Apart from its critical role in the carbohydrate metabolism of cancers, CD147 has also been shown to be essential in both fatty acid and amino acid metabolism. Data analysis from the TCGA and Gene Expression Omnibus (GEO) for the expression of CD147 and genes responsible for aberrant fatty acid metabolism in HCC, as well as in vivo and in vitro studies of SMMC-7721 and MHCC97L cell lines showed that CD147 correlated with, and upregulated sterol regulatory element binding protein 1c (SREBP1c) expression through Akt/mTOR pathway; SREBP1c then activates FASN and ACC1 gene transcription with resultant de novo fatty acid synthesis. CD147 also inhibited fatty acid degradation through p38/MAPK activation which in turn downregulates PPARα and target genes ACOX1 and CPT1A, involved in β-oxidation of fatty acids (41) (Figure 1C). CD147 overexpression in pancreatic cancer correlated with that of amino acid (AA) transporters, L-type AA transporter (LAT1, an mTOR mediated essential AA transporter), system ASC AA transporter-2 (ASCT2, a neutral AA and glutamine transporter), and the heavy chain of LAT1 (4F2c, known to interact with CD147-MCT complex as well as LAT1) (24, 45). Co-overexpression of CD147 with these AA transporters was associated with tumor growth, metastasis, and worse prognosis in cancers (24, 77, 78).
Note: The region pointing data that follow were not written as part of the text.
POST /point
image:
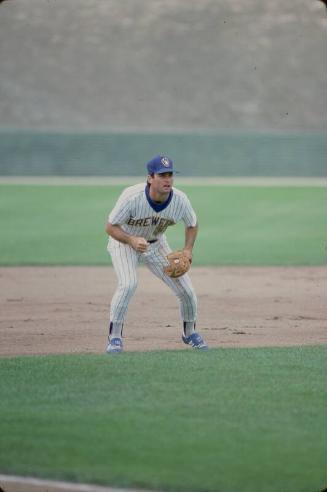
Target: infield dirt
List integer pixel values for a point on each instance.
(52, 310)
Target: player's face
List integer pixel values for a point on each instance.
(161, 184)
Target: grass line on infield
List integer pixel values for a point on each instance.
(225, 420)
(239, 225)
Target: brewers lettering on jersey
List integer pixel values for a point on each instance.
(136, 227)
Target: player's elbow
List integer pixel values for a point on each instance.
(108, 228)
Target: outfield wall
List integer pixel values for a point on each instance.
(28, 153)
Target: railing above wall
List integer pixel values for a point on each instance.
(29, 153)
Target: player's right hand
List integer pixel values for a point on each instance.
(139, 244)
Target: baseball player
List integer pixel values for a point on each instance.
(136, 227)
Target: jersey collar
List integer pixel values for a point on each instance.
(157, 207)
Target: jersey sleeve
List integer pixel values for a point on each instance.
(189, 217)
(121, 211)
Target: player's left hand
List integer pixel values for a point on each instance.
(188, 253)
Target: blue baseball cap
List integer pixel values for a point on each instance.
(160, 164)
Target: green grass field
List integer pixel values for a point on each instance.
(250, 420)
(230, 420)
(238, 225)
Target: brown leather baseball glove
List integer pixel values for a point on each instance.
(179, 264)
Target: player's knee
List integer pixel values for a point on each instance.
(128, 289)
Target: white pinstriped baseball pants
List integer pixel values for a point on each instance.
(125, 261)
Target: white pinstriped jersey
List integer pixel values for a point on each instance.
(136, 216)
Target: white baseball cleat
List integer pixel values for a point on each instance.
(115, 346)
(196, 341)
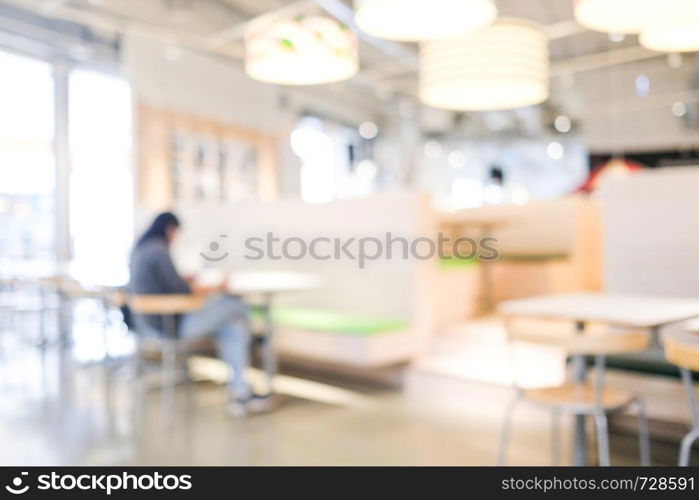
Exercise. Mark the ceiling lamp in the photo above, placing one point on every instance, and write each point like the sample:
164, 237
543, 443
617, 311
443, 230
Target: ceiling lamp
503, 66
416, 20
675, 28
616, 16
306, 50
2.3 CD147 enables invasiveness and metastasis of cancers
CD147 has been known for its role as an upstream regulator for the expression of molecules responsible for extracellular matrix modification (matrix metalloproteinases, MMPs) such as MMP-2, MMP-3, MMP-9, hence the name matrix metalloproteinase inducer, EMMPRIN (79, 80). CD147 induces vesicle secretion of MMPs by the malignant cells meanwhile the receptors for the molecules are located on surrounding normal fibroblasts and other stromal cells (16). The binding of MMPs on the stromal cells stimulates matrix breakdown, endothelial-mesenchymal transitioning (EMT), and increased vascular permeability, conditions necessary for tumor invasiveness and metastasis of tumors; inhibition of CD147 by knockdown, siRNA, shRNA, or monoclonal antibody in several aggressive human cancers such as U251 glioblastoma and T7721 hepatoma cell lines led to reduced cell adhesion, invasiveness, migration, and metastasis (39, 81). In the study using retinoblastoma tissues and SO-RB50 and RB-Y79 cell lines by Wu Z. et al, upregulation of microRNA-4319 whose target is to inhibit CD147 resulted in inhibited cellular proliferation, migration, and EMT progress in basal or silenced CD147 while overexpression of CD147 restored these properties (40). Notably, it is during the EMT process that tumor cells become very potent to undergo migration, invasion, and metastasis (82).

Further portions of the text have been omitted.